Lackadaisical NHS trusts to blame for WannaCry ransomware compromise, concludes National Audit Office

Department of Health warned of rising IT security risks a year before WannaCry, but NHS trusts ignored advice, claims NAO

The National Audit Office (NAO) has pointed the primary finger of blame at lackadaisical NHS trusts for the spread of the WannaCry ransomware that affected at least 81 out of the 236 NHS trusts across England in May this year.

The ransomware also affected a further 603 primary care and other NHS organisations, including 595 GP surgeries.

A review into IT security across the NHS commissioned by the Secretary of State for Health had warned a year before that healthcare IT systems might be vulnerable to compromise.
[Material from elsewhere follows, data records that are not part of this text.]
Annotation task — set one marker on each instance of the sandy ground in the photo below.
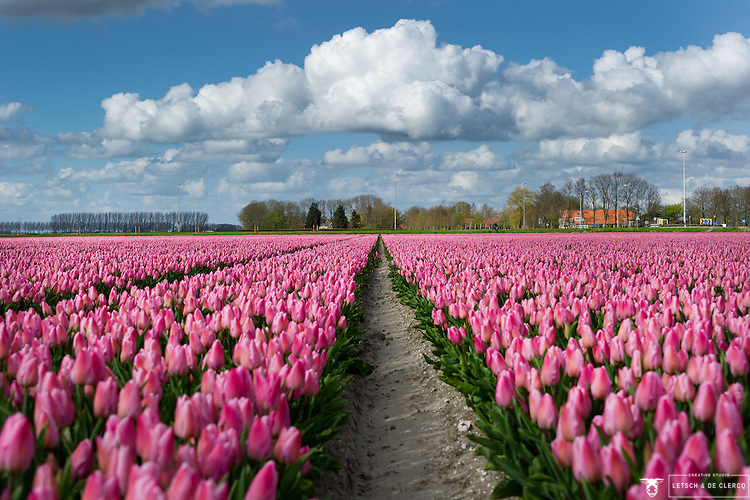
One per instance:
(407, 429)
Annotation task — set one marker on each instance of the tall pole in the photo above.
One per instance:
(684, 206)
(524, 205)
(581, 209)
(394, 205)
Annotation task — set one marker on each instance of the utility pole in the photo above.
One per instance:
(178, 208)
(684, 206)
(394, 205)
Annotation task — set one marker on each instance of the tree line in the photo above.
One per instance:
(364, 212)
(112, 222)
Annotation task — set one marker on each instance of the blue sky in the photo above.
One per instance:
(109, 104)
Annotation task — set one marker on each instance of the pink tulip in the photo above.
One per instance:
(737, 361)
(573, 357)
(495, 361)
(728, 456)
(106, 398)
(143, 482)
(44, 484)
(209, 490)
(259, 440)
(267, 390)
(649, 391)
(296, 378)
(550, 374)
(570, 424)
(82, 460)
(98, 486)
(217, 452)
(505, 390)
(28, 374)
(696, 449)
(665, 412)
(264, 483)
(616, 416)
(614, 468)
(601, 384)
(184, 483)
(626, 380)
(214, 357)
(704, 404)
(684, 390)
(185, 418)
(17, 444)
(288, 444)
(547, 412)
(129, 402)
(562, 451)
(728, 416)
(82, 372)
(656, 468)
(586, 462)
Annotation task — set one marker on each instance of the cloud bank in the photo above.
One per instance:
(73, 10)
(438, 114)
(399, 82)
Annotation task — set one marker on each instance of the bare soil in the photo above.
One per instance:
(407, 430)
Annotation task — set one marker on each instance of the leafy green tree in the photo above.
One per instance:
(313, 216)
(356, 220)
(672, 212)
(276, 219)
(339, 218)
(252, 214)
That review had recommended that "all health and care organisations needed to provide evidence that they were taking action to improve cyber security, including moving off old operating systems," according to the NAO report published today.

But the report adds that "the Department and its arm's length bodies did not know whether local NHS organisations were prepared for a cyber attack".

The NAO makes clear that the NHS trusts and other decentralised organisations themselves, not the Department of Health, based in Whitehall, were primarily responsible for their IT security.

In particular, the Department of Health had repeatedly urged NHS trusts and other public-sector healthcare organisations to put in place "robust" migration plans to shift from the out-of-support Microsoft Windows XP operating system since 2014.

In addition, in March and April 2017 it had also "issued critical alerts warning organisations to patch their systems" with updates that would have prevented the spread of the WannaCry ransomware.

The NAO adds, though, that the Department of Health "had no formal mechanism for assessing whether NHS organisations had complied with its advice and guidance".

Prior to WannaCry, NHS Digital had conducted on-site IT security assessments covering just 88 out of 236 NHS trusts - but none had passed, notes the NAO.

"However, NHS Digital cannot mandate a local [NHS] body to take remedial action, even if it has concerns about the vulnerability of an organisation," the report adds.

The report adds that NHS Digital told the NAO that it doesn't have evidence to suggest that any patient data was compromised as a result of the attack.